December was a great month for the U.S. financial sector and for my Financial Services model. And 2012 overall was a great year for my Financial Services model. It was not without volatility, but the positive results were above expectations.
On BAC, the market appears to have agreed with my earlier position that the previous discount to tangible book value was excessive. In May 2012, I had added to the position in BAC after the thesis appeared to be firming, and as of December 27, 2012, the stock is the 2nd largest position in my Financial Services portfolio.
I continue to like BAC going into 2013. I will reiterate my position from January 2012: the bank has taken very specific action steps to reduce non-earning assets and non-core investments to build capital ratios and simplify the business. The continued discount to tangible book value to me appears excessive, based on continued earnings, prior reserves, and ultimate long-term earnings power of BAC.
Unfortunately, on the other side of the coin, I was wrong on my outlook for 2012 for TWGP. The stock, according to Google Finance, has year to date returns of negative 10.26%. The business had reserve adjustments, Hurricane Sandy, and announced a merger that is expected to close in early 2013. Overall, the performance did not meet expectations; however, I believe the stock continues to be attractively priced, has a good dividend yield, and has a positive outlook after the closing of the merger.
Over the final days of 2012 and the likely the early days of 2013, the government will be wrestling with the fiscal cliff. In my opinion, it’s important investors to not get sucked into making portfolio decisions based on political events and macro events that are difficult to project and hard to get a full handle on all their implications. It is more important to focus on fundamental analysis on the stocks in the portfolio to understand and feel comfortable with the outlook and position sizes of each.
In 2013, the stocks to watch in the portfolio are BAC and American International Group (AIG). I have touched on BAC. AIG provides a similar story, but one that has further developed in Q4 2012. AIG has successfully separated itself from the ownership by the US Treasury and has raised significant cash through sales of ownership stakes in non-core assets.
In my opinion, the company trades at a significant discount to book value and is taking actionable steps to firm up its earnings and balance sheet strength.
These actions reduce risk and the likelihood of any repeat of the events that occurred during the Great Recession. I look forward to more market clarity on the long-term earnings power of AIG and the closing of the gap between the current price and the book value per share of the firm.

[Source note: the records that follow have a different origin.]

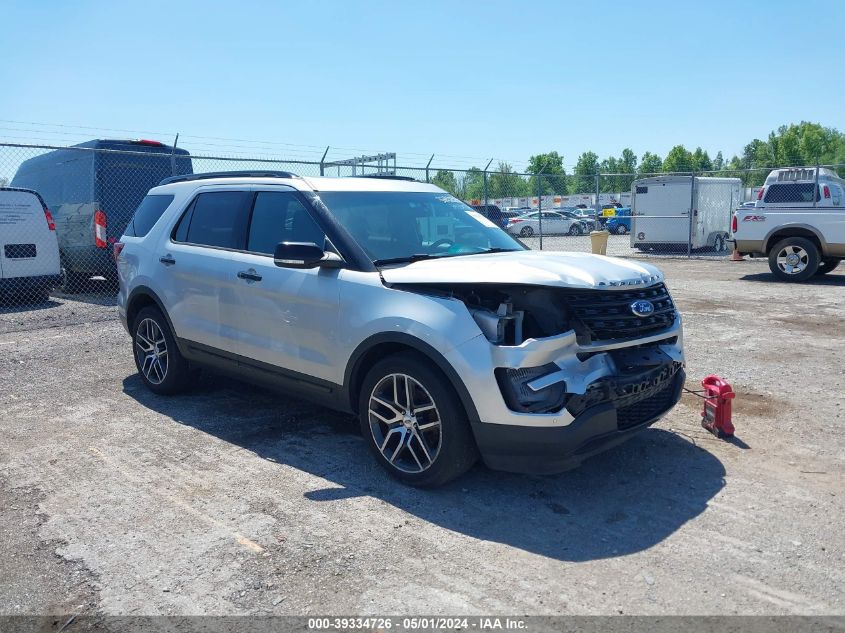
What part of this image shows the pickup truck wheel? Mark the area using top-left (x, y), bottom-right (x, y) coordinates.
top-left (359, 353), bottom-right (477, 487)
top-left (132, 306), bottom-right (193, 395)
top-left (520, 225), bottom-right (534, 237)
top-left (768, 237), bottom-right (820, 282)
top-left (816, 257), bottom-right (842, 276)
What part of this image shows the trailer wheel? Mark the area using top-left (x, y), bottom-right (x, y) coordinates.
top-left (713, 235), bottom-right (726, 252)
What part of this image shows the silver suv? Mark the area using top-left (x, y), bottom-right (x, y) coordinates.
top-left (116, 172), bottom-right (685, 486)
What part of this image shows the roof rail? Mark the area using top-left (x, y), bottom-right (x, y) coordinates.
top-left (158, 170), bottom-right (298, 186)
top-left (355, 174), bottom-right (417, 182)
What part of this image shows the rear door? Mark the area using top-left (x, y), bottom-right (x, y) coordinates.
top-left (159, 189), bottom-right (252, 353)
top-left (0, 190), bottom-right (60, 279)
top-left (632, 180), bottom-right (690, 244)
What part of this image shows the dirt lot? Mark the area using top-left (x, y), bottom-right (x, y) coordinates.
top-left (1, 257), bottom-right (843, 617)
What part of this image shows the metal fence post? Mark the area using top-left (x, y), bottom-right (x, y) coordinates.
top-left (687, 171), bottom-right (696, 258)
top-left (483, 158), bottom-right (493, 209)
top-left (538, 173), bottom-right (544, 251)
top-left (594, 172), bottom-right (600, 227)
top-left (425, 155), bottom-right (434, 183)
top-left (813, 160), bottom-right (820, 208)
top-left (319, 146), bottom-right (329, 176)
top-left (170, 133), bottom-right (179, 176)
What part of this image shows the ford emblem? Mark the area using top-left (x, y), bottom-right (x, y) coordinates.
top-left (630, 300), bottom-right (655, 317)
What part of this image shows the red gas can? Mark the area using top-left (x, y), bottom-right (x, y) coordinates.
top-left (700, 375), bottom-right (735, 437)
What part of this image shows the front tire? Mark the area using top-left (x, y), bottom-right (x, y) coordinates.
top-left (132, 306), bottom-right (193, 395)
top-left (816, 257), bottom-right (842, 276)
top-left (768, 237), bottom-right (820, 282)
top-left (615, 224), bottom-right (628, 235)
top-left (359, 352), bottom-right (477, 487)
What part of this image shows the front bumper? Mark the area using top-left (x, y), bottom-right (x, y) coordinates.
top-left (472, 368), bottom-right (685, 474)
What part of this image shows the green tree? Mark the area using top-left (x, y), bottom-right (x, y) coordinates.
top-left (638, 152), bottom-right (663, 175)
top-left (462, 167), bottom-right (484, 201)
top-left (489, 162), bottom-right (529, 199)
top-left (712, 151), bottom-right (724, 171)
top-left (431, 170), bottom-right (459, 196)
top-left (691, 147), bottom-right (713, 172)
top-left (572, 151), bottom-right (600, 193)
top-left (526, 151), bottom-right (568, 195)
top-left (662, 145), bottom-right (694, 173)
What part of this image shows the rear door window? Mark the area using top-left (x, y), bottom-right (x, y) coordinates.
top-left (126, 194), bottom-right (174, 237)
top-left (183, 191), bottom-right (251, 249)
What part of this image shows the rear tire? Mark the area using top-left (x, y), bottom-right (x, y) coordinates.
top-left (358, 352), bottom-right (477, 487)
top-left (132, 306), bottom-right (193, 395)
top-left (615, 225), bottom-right (628, 235)
top-left (520, 225), bottom-right (534, 237)
top-left (815, 257), bottom-right (841, 275)
top-left (569, 223), bottom-right (583, 236)
top-left (60, 268), bottom-right (89, 294)
top-left (768, 237), bottom-right (820, 282)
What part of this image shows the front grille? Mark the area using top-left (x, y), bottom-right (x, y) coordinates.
top-left (565, 283), bottom-right (676, 343)
top-left (567, 361), bottom-right (682, 430)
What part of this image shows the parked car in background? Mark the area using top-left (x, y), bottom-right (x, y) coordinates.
top-left (0, 187), bottom-right (61, 302)
top-left (11, 139), bottom-right (192, 290)
top-left (471, 204), bottom-right (513, 228)
top-left (117, 172), bottom-right (684, 486)
top-left (606, 214), bottom-right (631, 235)
top-left (732, 166), bottom-right (845, 281)
top-left (506, 211), bottom-right (588, 237)
top-left (559, 209), bottom-right (596, 231)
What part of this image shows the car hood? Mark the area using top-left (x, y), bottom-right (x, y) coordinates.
top-left (380, 250), bottom-right (664, 289)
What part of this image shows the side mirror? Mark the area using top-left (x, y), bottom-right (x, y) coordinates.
top-left (273, 242), bottom-right (344, 269)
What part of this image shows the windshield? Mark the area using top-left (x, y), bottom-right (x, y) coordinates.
top-left (315, 191), bottom-right (525, 264)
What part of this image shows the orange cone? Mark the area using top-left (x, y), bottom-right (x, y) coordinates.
top-left (730, 248), bottom-right (744, 261)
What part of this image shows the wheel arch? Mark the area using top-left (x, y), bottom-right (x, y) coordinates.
top-left (126, 286), bottom-right (187, 355)
top-left (344, 333), bottom-right (480, 423)
top-left (763, 225), bottom-right (826, 255)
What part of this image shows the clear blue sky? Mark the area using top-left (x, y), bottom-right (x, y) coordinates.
top-left (1, 0), bottom-right (843, 171)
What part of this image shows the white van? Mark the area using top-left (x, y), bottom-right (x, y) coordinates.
top-left (0, 188), bottom-right (62, 301)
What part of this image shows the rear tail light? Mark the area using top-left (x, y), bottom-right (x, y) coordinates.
top-left (44, 208), bottom-right (56, 231)
top-left (731, 214), bottom-right (738, 233)
top-left (94, 210), bottom-right (108, 248)
top-left (113, 241), bottom-right (125, 262)
top-left (135, 139), bottom-right (164, 146)
top-left (757, 187), bottom-right (765, 200)
top-left (823, 185), bottom-right (831, 199)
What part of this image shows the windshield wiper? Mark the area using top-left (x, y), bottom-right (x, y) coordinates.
top-left (457, 247), bottom-right (522, 256)
top-left (373, 253), bottom-right (445, 266)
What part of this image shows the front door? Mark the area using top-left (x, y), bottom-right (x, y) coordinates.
top-left (226, 190), bottom-right (341, 384)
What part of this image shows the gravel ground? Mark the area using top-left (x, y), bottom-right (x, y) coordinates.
top-left (0, 257), bottom-right (843, 618)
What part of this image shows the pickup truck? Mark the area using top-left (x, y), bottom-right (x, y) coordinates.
top-left (732, 167), bottom-right (844, 281)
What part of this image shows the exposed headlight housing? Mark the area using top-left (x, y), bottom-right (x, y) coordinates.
top-left (495, 363), bottom-right (567, 413)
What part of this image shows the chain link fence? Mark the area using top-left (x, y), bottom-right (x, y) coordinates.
top-left (0, 140), bottom-right (842, 309)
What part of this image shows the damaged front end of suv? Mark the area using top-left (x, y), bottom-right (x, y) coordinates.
top-left (389, 274), bottom-right (685, 475)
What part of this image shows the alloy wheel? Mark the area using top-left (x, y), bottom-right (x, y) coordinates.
top-left (776, 245), bottom-right (809, 275)
top-left (368, 373), bottom-right (442, 474)
top-left (135, 318), bottom-right (168, 385)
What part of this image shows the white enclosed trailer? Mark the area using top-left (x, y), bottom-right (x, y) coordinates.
top-left (630, 176), bottom-right (741, 251)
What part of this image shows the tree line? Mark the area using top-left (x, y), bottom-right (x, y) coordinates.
top-left (431, 121), bottom-right (845, 199)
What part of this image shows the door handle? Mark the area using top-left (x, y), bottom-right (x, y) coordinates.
top-left (237, 269), bottom-right (263, 282)
top-left (159, 255), bottom-right (176, 266)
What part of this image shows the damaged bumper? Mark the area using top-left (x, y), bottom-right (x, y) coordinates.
top-left (444, 313), bottom-right (685, 474)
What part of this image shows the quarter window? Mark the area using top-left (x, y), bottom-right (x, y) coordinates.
top-left (127, 194), bottom-right (174, 237)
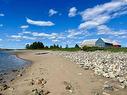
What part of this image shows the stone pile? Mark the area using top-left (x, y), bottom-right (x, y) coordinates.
top-left (53, 51), bottom-right (127, 85)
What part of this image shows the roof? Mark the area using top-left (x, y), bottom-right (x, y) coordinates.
top-left (100, 38), bottom-right (113, 44)
top-left (80, 39), bottom-right (97, 47)
top-left (112, 41), bottom-right (121, 45)
top-left (101, 38), bottom-right (120, 45)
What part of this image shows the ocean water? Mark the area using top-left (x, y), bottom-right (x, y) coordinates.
top-left (0, 51), bottom-right (30, 73)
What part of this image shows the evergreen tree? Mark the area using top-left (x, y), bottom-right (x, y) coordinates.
top-left (60, 45), bottom-right (62, 49)
top-left (75, 44), bottom-right (80, 48)
top-left (26, 42), bottom-right (45, 49)
top-left (45, 46), bottom-right (49, 49)
top-left (26, 44), bottom-right (30, 49)
top-left (66, 44), bottom-right (68, 48)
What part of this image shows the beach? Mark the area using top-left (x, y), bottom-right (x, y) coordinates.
top-left (1, 50), bottom-right (127, 95)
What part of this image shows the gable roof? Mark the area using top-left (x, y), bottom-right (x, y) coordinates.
top-left (100, 38), bottom-right (113, 44)
top-left (80, 39), bottom-right (97, 47)
top-left (112, 41), bottom-right (121, 45)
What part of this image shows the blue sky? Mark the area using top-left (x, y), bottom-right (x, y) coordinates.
top-left (0, 0), bottom-right (127, 49)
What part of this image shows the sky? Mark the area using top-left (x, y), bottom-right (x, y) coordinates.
top-left (0, 0), bottom-right (127, 49)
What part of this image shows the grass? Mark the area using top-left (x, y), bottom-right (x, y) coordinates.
top-left (82, 46), bottom-right (127, 52)
top-left (25, 47), bottom-right (127, 52)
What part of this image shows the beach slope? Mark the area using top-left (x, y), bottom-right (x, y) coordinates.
top-left (1, 51), bottom-right (117, 95)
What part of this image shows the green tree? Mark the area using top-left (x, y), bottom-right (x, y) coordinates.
top-left (66, 44), bottom-right (68, 48)
top-left (75, 44), bottom-right (80, 48)
top-left (26, 42), bottom-right (45, 49)
top-left (60, 45), bottom-right (62, 49)
top-left (26, 44), bottom-right (30, 49)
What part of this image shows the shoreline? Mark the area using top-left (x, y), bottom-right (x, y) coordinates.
top-left (1, 50), bottom-right (127, 95)
top-left (0, 51), bottom-right (32, 85)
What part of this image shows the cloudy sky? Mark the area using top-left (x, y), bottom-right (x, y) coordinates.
top-left (0, 0), bottom-right (127, 48)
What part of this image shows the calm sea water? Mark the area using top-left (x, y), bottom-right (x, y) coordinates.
top-left (0, 51), bottom-right (30, 73)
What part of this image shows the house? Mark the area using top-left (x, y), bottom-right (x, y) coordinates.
top-left (112, 41), bottom-right (121, 48)
top-left (95, 38), bottom-right (113, 47)
top-left (80, 38), bottom-right (121, 48)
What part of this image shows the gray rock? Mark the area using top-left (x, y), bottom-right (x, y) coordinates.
top-left (103, 84), bottom-right (114, 91)
top-left (118, 77), bottom-right (125, 83)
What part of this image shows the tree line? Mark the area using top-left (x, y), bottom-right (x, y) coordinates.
top-left (26, 41), bottom-right (80, 50)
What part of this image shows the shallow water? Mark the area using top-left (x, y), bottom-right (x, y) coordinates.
top-left (0, 51), bottom-right (30, 73)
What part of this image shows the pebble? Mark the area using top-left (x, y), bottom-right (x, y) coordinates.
top-left (32, 89), bottom-right (50, 95)
top-left (103, 84), bottom-right (114, 91)
top-left (53, 51), bottom-right (127, 85)
top-left (118, 77), bottom-right (125, 83)
top-left (102, 92), bottom-right (110, 95)
top-left (0, 84), bottom-right (9, 91)
top-left (52, 51), bottom-right (127, 92)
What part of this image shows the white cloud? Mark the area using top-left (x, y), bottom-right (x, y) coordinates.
top-left (97, 25), bottom-right (127, 36)
top-left (0, 39), bottom-right (2, 41)
top-left (26, 18), bottom-right (55, 26)
top-left (22, 31), bottom-right (31, 34)
top-left (0, 24), bottom-right (3, 27)
top-left (79, 0), bottom-right (127, 29)
top-left (0, 13), bottom-right (4, 16)
top-left (10, 35), bottom-right (36, 41)
top-left (66, 29), bottom-right (87, 38)
top-left (20, 25), bottom-right (29, 29)
top-left (22, 36), bottom-right (36, 40)
top-left (52, 39), bottom-right (59, 43)
top-left (49, 9), bottom-right (58, 16)
top-left (68, 7), bottom-right (77, 17)
top-left (32, 32), bottom-right (58, 39)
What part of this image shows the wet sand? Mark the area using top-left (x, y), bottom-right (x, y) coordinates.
top-left (1, 50), bottom-right (127, 95)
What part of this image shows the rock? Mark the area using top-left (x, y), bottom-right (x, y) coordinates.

This portfolio is structured to provide dividend income with a target minimum yield of 3%. This provides a stable return of capital during the market volatility that can be redeployed into new opportunities or to add to existing positions.
Disclosures: The investments discussed are held in client accounts as of December 1. These investments may or may not be currently held in client accounts. The reader should not assume that any investments identified were or will be profitable or that any investment recommendations or investment decisions we make in the future will be profitable.
Certain information contained in this presentation is based upon forward-looking statements, information and opinions, including descriptions of anticipated market changes and expectations of future activity. The manager believes that such statements, information and opinions are based upon reasonable estimates and assumptions. However, forward-looking statements, information and opinions are inherently uncertain and actual events or results may differ materially from those reflected in the forward-looking statements. Therefore, undue reliance should not be placed on such forward-looking statements, information and opinions.